Put Doctors at the Center of Health Care Tech. By Daniel Marchalik. Harvard Business Review.
Interesting article from Harvard Business Review looking at the current state of computer technology in healthcare. The COVID epidemic has highlighted the promise of healthcare tech. For example, utilization of telehealth services has skyrocketed. Yet healthcare technology rates an “F” on facility of use by doctors, contributing to burnout. “Put patient care first,” advises Marchalik.
Comment
In healthcare, maximizing shareholder value boils down to a throughput problem. Sick people go in at one end of the assembly line, and well people come out the other. Healthcare is highly labor-intensive, so productivity is the name of the game.
In every other business in the world, computer technology has improved productivity. But not in healthcare. Quite the opposite, in fact.
I thought computers made us more efficient?
On average, I spend seven and a half minutes in any patient encounter thrashing around with computer software that is ill-conceived for the task at hand. I would estimate that has reduced my productivity by about 20-30% compared with the days when things were done on paper.
There are several potential reasons for this. The primary reason, it seems to me, is that electronic health records (EHR) are, primarily, billing systems. With record-keeping appended almost as an afterthought.
The VA’s VISTA/CPRS systems stands out as a notable exception. It’s fast, clean, and was developed with a great deal of physician input. To be clear, it is showing its age.

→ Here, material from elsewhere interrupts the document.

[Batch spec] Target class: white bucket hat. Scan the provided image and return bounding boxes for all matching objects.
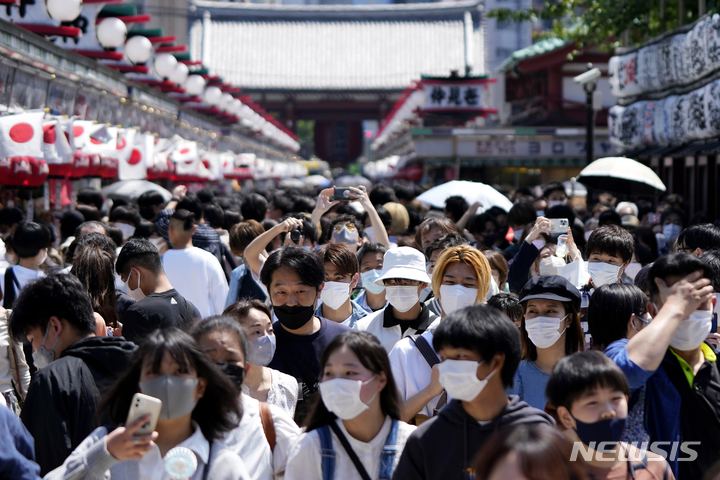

The prescribing interface is clunky at best, as is its imaging interface. And it lacks interoperability; among other things, it can’t talk to DOD systems. It’s due to be replaced by an off-the-shelf solution (at considerable taxpayer expense).
In fairness to commercial products, when EHR’s first hit the marketplace, doctors were not at all tech-savvy. In fact, most did not know how to type. To this day, data entry typically consists of some combination of point-and-click and lousy voice recognition. VISTA/CPRS requires the doctor to know how to type. Learn that skill, and the computer can, potentially, become your friend. Otherwise, your days (and often your nights) are spent watching the spinning wheel of death after every mouse click (because systems evidently have trouble keeping up in the hardware and bandwidth departments).
Beyond that, EHR’s collect a prodigious amount of data, most of which might satisfy some regulatory requirement, but little of which has anything to do with making sick people well. Meaningful information is buried in a haystack of stochastic noise. To top it off, we are expected to be part-time data entry clerks, inputting that stochastic noise.
Productivity-wise, as a general rule, it’s probably best not to make the $150/hour person do work a $20/hour person could do. I can see having me enter my own prescriptions — it’s no skin off my back, and it substantially reduces the probability of medical errors. Personally, I can type faster than I can dictate, so I’m fine with entering my findings as well. But somewhere along the way, the government got the idea in its head that they should only pay for a visit if I ask about a hundred random questions they define. Current practices allow a medical assistant to ask some of those questions, and record the results in the record. That still leaves a chunk of time for me to ask a bunch of useless questions.
So, start with a fifteen minute followup appointment. Subtract seven and a half minutes for computer-thrashing, and a couple of minutes for the exam. That leaves the patient with five and a half minutes to blurt out what the problem is, and essentially no time for the doctor to explain what’s going on. I’ve noticed recently I’m typically scheduled a half hour for appointments these days; but to maximize charges, I have about fifteen minutes of “busy-work” — asking a slew of mandatory questions, and recording the results point-and-click-style, spinning wheel of death and all, so we are back where we started.
I type fast, and figured out how to do time-based billing, so I still have time to talk to my patients. And I’m getting the feeling, I’m the only one. I hear that a lot from my patients. “You are the only doctor who ever listened to me.” (Meaning, I talk to them, and show that I was listening).
Conclusion
Marchalik is right: the human comes last in this equation. Improving the technology might help, but a couple of other factors also need adjustment:
- Abandon the Resource-Based Relative Value Scale, a reimbursement system based on Marx’s Labor Theory of Value (I kid you not). Indirectly the source of most of our busy work. Prospective payment schemes, time-based billing — anything would be better. Part of this is the government’s problem, and part of it is organized medicine’s problem. Hint: Marxism doesn’t work.
- Doctors need to learn how to type (a problem that, I imagine, will take care of itself in time).
- Administrators need to understand that you can’t improve productivity by griping about it. Among other things, doctors should be doctoring, not doing data entry.